Ptilotus lanatus

Scientific classification
- Kingdom: Plantae
- Clade: Tracheophytes
- Clade: Angiosperms
- Clade: Eudicots
- Order: Caryophyllales
- Family: Amaranthaceae
- Genus: Ptilotus
- Species: P. lanatus
- Binomial name: Ptilotus lanatus A.Cunn. ex Moq.
- Synonyms: Ptilotus cunninghamii (Benth.) F.Muell. nom. illeg.; Ptilotus lanatus var. glabrobracteatus Benl; Ptilotus lanatus A.Cunn. ex Moq. var. lanatus; Trichinium cunninghamii Benth.; Trichinium lanatum (A.Cunn. ex Moq.) Druce nom. illeg.;

= Ptilotus lanatus =

- Authority: A.Cunn. ex Moq.
- Synonyms: Ptilotus cunninghamii (Benth.) F.Muell. nom. illeg., Ptilotus lanatus var. glabrobracteatus Benl, Ptilotus lanatus A.Cunn. ex Moq. var. lanatus, Trichinium cunninghamii Benth., Trichinium lanatum (A.Cunn. ex Moq.) Druce nom. illeg.

Species of herb

Ptilotus lanatus is a species of flowering plant in the family Amaranthaceae and is endemic to northern Western Australia. It is an erect, perennial herb with stem leaves arranged alternately and oval to cylindrical spikes of white or pink flowers.

== Description ==
Ptilotus lanatus is a perennial herb, that typically grows to a height of 25–70 cm and has several more or less erect stems. Its stem leaves are arranged alternately, mostly 10–100 mm long and 1–10 mm wide. There are no leaves at the base of the plant. The flowers are densely arranged in oval or cylindrical spikes with white pink to pinkish-mauve flowers. There are colourless bracts about 1.5–1.8 mm long with a prominent midrib and similar bracteoles.

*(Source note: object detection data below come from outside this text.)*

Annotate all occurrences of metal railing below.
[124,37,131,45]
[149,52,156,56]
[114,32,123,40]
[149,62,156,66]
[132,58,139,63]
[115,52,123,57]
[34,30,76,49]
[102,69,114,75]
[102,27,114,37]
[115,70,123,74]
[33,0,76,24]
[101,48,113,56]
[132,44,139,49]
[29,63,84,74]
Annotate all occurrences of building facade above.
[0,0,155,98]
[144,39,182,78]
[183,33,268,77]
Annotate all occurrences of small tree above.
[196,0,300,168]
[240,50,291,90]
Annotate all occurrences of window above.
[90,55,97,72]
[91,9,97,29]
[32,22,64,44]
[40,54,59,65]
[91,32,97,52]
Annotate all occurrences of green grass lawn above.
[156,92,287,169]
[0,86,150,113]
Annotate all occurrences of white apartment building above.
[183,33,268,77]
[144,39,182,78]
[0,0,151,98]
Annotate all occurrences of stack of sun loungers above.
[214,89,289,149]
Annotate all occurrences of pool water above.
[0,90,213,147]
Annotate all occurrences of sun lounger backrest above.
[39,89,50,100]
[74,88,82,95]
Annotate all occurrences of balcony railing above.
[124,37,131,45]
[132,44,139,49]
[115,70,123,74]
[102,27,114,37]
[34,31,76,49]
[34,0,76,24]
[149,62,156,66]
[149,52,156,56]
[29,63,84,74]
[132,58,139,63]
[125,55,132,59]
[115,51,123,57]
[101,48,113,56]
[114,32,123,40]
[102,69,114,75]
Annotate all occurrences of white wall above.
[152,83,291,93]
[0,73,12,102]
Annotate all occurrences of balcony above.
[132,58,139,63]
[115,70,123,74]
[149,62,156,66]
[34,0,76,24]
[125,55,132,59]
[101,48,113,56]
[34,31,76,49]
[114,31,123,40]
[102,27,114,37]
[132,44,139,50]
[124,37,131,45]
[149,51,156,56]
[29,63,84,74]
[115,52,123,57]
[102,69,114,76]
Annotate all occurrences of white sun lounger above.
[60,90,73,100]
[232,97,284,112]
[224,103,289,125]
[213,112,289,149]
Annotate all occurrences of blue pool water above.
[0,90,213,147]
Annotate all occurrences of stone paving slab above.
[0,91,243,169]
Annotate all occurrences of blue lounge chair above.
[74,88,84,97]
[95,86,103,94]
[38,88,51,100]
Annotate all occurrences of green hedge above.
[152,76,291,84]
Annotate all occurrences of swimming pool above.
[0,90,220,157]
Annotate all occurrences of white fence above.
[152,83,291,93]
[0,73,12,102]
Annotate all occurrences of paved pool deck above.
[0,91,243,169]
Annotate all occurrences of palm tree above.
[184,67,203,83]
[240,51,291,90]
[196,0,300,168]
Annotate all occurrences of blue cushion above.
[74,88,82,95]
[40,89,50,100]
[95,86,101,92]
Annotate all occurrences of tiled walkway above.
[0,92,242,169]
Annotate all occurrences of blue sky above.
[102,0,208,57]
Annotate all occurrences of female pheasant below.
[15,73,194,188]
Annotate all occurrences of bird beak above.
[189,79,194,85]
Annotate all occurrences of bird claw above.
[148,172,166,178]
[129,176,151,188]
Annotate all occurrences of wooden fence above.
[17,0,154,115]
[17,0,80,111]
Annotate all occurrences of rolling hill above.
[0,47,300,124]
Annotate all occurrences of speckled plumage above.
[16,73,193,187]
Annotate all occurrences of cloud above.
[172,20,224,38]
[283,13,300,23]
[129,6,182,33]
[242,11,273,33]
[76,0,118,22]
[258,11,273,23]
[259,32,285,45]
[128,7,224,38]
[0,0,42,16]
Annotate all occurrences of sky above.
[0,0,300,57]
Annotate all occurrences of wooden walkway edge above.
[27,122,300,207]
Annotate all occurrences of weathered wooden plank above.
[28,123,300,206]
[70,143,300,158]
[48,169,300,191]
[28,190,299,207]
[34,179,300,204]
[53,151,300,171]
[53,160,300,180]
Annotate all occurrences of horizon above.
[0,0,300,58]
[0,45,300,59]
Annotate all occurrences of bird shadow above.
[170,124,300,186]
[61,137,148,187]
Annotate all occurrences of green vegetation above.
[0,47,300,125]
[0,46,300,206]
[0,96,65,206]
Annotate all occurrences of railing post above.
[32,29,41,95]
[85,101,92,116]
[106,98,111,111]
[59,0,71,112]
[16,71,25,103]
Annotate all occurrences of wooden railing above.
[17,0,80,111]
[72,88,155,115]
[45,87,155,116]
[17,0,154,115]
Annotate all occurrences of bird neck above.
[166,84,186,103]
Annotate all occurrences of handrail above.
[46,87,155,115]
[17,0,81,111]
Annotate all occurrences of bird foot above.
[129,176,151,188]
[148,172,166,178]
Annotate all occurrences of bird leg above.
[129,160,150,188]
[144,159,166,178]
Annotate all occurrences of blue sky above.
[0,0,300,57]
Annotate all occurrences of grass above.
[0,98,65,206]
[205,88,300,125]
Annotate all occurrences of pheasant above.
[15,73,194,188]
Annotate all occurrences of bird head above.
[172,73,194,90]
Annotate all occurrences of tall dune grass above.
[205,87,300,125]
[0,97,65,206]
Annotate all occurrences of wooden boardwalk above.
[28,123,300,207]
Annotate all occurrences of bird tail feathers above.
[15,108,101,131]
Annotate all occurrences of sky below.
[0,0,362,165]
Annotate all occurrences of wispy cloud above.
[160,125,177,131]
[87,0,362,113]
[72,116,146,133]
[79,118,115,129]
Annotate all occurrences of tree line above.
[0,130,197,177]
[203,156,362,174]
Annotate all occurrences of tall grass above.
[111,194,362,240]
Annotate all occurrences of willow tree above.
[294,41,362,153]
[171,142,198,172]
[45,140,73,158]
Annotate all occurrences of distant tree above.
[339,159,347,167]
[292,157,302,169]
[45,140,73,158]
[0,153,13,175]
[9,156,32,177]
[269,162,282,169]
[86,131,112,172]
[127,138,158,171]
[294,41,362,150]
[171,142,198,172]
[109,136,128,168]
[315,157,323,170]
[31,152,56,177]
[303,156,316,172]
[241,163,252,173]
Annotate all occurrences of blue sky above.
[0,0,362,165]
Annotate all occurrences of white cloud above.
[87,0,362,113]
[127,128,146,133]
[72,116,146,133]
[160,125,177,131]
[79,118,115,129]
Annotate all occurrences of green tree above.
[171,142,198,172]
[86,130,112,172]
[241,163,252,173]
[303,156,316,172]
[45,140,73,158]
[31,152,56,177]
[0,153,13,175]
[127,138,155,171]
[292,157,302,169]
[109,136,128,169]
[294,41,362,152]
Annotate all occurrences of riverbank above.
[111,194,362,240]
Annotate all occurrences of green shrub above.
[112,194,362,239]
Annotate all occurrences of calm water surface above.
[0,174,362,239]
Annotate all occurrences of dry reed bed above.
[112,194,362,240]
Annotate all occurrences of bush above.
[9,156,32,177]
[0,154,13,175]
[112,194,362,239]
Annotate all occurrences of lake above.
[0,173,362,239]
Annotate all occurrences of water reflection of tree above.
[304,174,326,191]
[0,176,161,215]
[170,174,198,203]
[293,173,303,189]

The outer tepals are 2.0–3.8 mm long and the inner tepals 1.9–3.7 mm long. The style is 1.4–1.6 mm long and centrally fixed to the ovary.

==Taxonomy==
Ptilotus lanatus was first formally described in 1849 by Alfred Moquin-Tandon in de Candolle's Prodromus Systematis Naturalis Regni Vegetabilis from an unpublished description by Allan Cunningham. The specific epithet (lanatus) means 'woolly, covered with tangled hairs'.

==Distribution==
This species of Ptilotus grows on sand dunes in the Central Kimberley, Dampierland, and Great Sandy Desert bioregions of northern Western Australia.